As soon as she left he called one of his techies and asked for a list of all the animals on the property, as well as short descriptions of what in hell they were. Springboks. G
ila monsters. Hornbills. This is insanity, he thought, as he memorized the list.
She appeared in a cotton blouse and a pair of khakis, wearing no jewelry but the silver bead hanging from a cord around her neck. He could still see her, poised and polite, yet so guarded that he wondered why she had accepted his invitation at all. I don’t drink much, she said, clearly not appreciating the $7500 bottle of Domaine Leroy Chambertin Grand Cru 1990 he had impulsively ordered brought up from his cellar, suspecting if he bragged about it she probably wouldn’t drink it at all. He waited for her to speak but she seemed content to sit in silence, looking out over the ocean, occasionally watching a passing bird.
I don’t know much about Pygmy Slow Lorises, he said finally.

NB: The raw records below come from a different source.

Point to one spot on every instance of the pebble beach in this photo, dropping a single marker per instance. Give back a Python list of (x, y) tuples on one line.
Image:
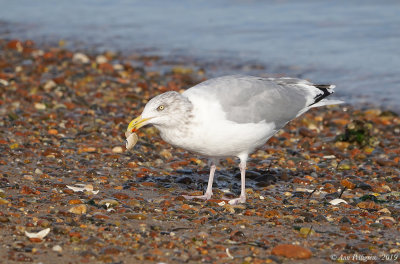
[(325, 189)]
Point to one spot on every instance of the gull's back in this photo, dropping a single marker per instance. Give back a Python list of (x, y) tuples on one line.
[(249, 99)]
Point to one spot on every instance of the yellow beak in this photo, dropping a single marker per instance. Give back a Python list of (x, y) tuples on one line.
[(137, 123)]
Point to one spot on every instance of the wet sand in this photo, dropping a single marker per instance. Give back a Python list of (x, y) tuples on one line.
[(63, 118)]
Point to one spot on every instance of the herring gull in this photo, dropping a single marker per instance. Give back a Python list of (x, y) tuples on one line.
[(230, 116)]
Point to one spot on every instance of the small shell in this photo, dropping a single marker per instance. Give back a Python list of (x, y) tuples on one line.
[(131, 141)]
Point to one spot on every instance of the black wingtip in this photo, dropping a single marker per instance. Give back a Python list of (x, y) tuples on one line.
[(327, 90)]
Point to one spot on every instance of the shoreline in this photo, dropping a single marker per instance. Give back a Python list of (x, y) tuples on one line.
[(63, 116)]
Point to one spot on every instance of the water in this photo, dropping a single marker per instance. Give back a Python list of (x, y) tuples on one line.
[(354, 44)]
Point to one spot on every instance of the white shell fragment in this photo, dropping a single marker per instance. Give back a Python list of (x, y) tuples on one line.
[(82, 188), (131, 141), (40, 234), (337, 201)]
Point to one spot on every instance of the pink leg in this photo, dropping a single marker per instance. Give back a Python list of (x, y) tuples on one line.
[(208, 193), (242, 197)]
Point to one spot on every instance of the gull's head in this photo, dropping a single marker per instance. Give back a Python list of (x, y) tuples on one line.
[(164, 110)]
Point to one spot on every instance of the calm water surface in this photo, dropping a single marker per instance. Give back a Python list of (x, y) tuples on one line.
[(354, 44)]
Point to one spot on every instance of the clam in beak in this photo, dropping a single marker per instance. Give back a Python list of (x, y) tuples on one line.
[(136, 123)]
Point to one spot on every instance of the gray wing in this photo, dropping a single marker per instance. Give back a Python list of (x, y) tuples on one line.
[(249, 99)]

She looked at him in surprise. She recited a short natural history, then described the galagos and pottos included in the family Lorisidae. When he nodded encouragingly, she began spinning tales about the four in his zoo: their mannerisms, their personality quirks, their complicated relationships, until he was so heavily invested in the gripping soap opera taking place in his own back yard that he almost demanded she give him daily updates.
I’m talking too much, she said, breaking the spell. I don’t usually do that.
During the ensuing silence he racked his brains, determined to show his interest in wildlife. I was just in Rome, he said. I saw lots of pigeons.
How many? she asked.
After dessert she finished her single glass of wine and stood. Thank you for dinner, she said, and refused his offer to walk her to her bungalow.
He sent no follow-up: no text, no call, no jaw-dropping gift. Instead, he rose in the night and followed an incomprehensible siren’s song until he discovered he could see her bungalow from the fourth bedroom in the guest wing. Unable to fathom his own directive, he had Enrico tail her whenever she left the property.
She’s walking on the beach, said Enrico the first time.
By herself?
Yeah.
Is she talking on the phone?
No.
Is she wearing headphones?
No.
What’s she doing now?
She’s just standing there. She’s looking at the ocean.